What do you think of recent actions agencies have taken to tackle systemic racism?
I think everyone’s approach shouldn’t be judged in the short-term but in the long-term. A lot of agencies were very quiet when everything with George Floyd began happening and so many of them were silent throughout the years when we witnessed so many Black people be unlawfully killed on camera. I think, at times, a lot of agencies will do anything in the moment to try to pacify the situation or prevent backlash they would face if they don’t do anything. But truthfully, a lot of agencies are rooted in oppression, so real change has to come from the removal of certain individuals in leadership or actions such as putting their money in Black-owned bank accounts and utilizing Black businesses for the multiple needs and wants they have.

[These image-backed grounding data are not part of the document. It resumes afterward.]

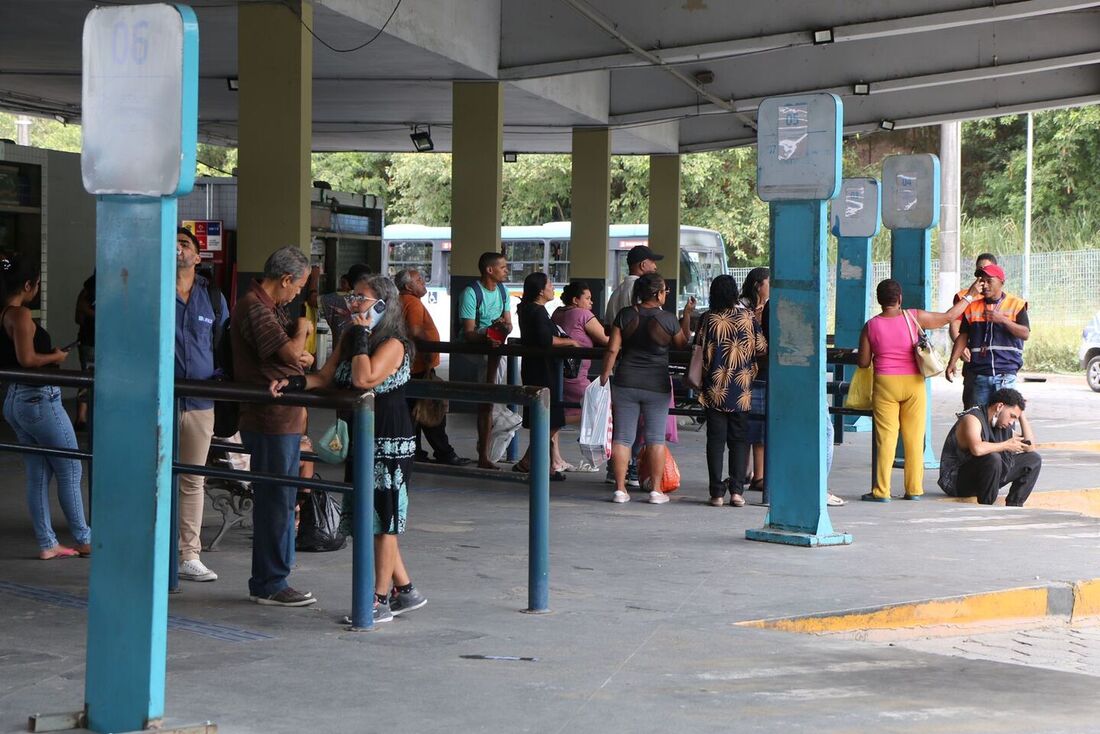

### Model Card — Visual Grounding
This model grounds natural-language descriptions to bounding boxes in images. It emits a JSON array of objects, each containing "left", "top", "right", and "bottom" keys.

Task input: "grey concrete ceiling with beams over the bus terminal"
[{"left": 0, "top": 0, "right": 1100, "bottom": 153}]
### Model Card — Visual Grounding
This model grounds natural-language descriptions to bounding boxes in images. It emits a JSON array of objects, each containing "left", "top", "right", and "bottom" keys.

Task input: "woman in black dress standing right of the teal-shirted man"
[{"left": 513, "top": 273, "right": 580, "bottom": 482}]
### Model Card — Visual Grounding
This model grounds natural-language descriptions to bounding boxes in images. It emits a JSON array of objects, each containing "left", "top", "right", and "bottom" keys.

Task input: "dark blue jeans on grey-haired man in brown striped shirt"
[{"left": 241, "top": 430, "right": 301, "bottom": 596}]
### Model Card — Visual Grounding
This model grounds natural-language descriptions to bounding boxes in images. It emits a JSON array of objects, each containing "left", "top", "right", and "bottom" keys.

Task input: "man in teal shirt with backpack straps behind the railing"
[{"left": 459, "top": 252, "right": 512, "bottom": 469}]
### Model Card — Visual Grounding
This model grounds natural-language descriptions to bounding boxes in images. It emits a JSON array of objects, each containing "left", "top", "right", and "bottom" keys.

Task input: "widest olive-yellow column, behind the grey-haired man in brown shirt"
[{"left": 237, "top": 0, "right": 314, "bottom": 273}]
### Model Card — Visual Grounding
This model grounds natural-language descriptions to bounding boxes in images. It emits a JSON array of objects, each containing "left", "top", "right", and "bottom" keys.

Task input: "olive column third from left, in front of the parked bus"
[{"left": 569, "top": 128, "right": 612, "bottom": 316}]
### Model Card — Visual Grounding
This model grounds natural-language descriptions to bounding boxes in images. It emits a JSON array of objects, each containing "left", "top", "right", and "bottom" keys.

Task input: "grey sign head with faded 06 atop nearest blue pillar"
[{"left": 80, "top": 4, "right": 199, "bottom": 196}]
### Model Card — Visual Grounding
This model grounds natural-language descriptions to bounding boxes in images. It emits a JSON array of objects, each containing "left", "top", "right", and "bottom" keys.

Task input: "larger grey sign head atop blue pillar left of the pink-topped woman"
[{"left": 757, "top": 94, "right": 844, "bottom": 201}]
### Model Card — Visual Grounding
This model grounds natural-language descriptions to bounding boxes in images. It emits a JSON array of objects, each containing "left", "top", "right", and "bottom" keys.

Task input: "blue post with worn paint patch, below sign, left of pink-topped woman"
[{"left": 745, "top": 200, "right": 851, "bottom": 546}]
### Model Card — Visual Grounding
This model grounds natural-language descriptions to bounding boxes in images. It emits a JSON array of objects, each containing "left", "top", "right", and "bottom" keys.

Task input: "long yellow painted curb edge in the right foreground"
[{"left": 735, "top": 579, "right": 1100, "bottom": 634}]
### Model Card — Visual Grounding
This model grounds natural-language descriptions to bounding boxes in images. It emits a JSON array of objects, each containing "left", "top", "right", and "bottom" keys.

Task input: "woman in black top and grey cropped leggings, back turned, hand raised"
[{"left": 600, "top": 273, "right": 695, "bottom": 505}]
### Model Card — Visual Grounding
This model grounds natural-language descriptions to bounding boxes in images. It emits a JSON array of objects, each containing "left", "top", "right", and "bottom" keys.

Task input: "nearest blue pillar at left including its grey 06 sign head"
[{"left": 80, "top": 4, "right": 198, "bottom": 732}]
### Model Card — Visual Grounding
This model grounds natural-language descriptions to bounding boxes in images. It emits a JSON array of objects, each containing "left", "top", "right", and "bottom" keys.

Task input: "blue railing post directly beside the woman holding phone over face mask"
[{"left": 344, "top": 394, "right": 375, "bottom": 629}]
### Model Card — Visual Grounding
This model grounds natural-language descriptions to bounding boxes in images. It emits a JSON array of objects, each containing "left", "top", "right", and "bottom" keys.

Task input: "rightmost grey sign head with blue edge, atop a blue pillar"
[{"left": 882, "top": 153, "right": 939, "bottom": 229}]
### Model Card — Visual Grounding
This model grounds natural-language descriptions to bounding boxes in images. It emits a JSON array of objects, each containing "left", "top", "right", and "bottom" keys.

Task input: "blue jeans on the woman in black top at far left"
[{"left": 3, "top": 385, "right": 91, "bottom": 550}]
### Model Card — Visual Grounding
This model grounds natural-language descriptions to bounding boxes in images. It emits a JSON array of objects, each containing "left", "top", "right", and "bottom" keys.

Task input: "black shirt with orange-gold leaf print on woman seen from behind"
[{"left": 695, "top": 306, "right": 768, "bottom": 413}]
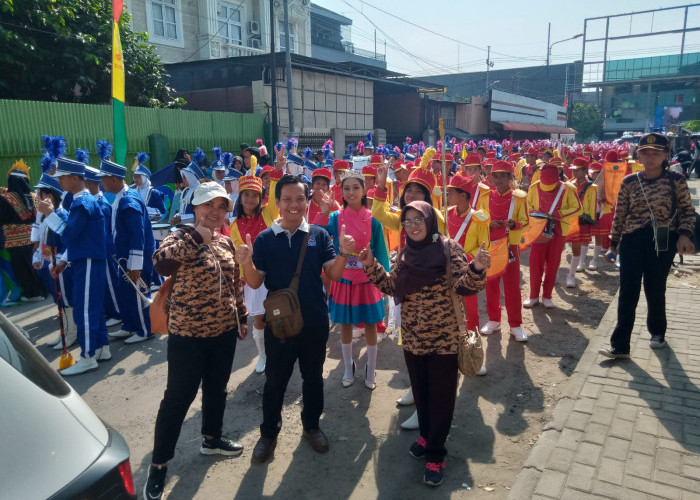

People have to understand that this is not a trend. It’s a reality for Black people that we have endured for so long. We are exhausted but still fighting for true freedom and equality. The scary truth is that our lives depend on this fight and that’s not something white people have to worry about. I'm not going to be quick to give props to their efforts because we have been enduring racism, oppression and its many ramifications for 400 years. I don't think credit is fully warranted yet.
What should the industry be doing to truly achieve equity for people of color?
I think programs that promote Black people being in these spaces comfortably should be more widespread, especially for high school and college students. The representation of Black people within the advertising agency is so scarce and it’s really alarming to think about. We also have to be given roles throughout all sectors and levels. Eliminate the microaggressions and discriminations. We deserve to work in a safe space that allows us to be us without being treated unfairly. The oppressive forces are scared to let us in because they have a dog-eat-dog mentality. Lastly, the money is crucial. We deserve to be paid more, hired more and also, as I said, put money in Black-owned banks, help stimulate the Black dollar and our economy.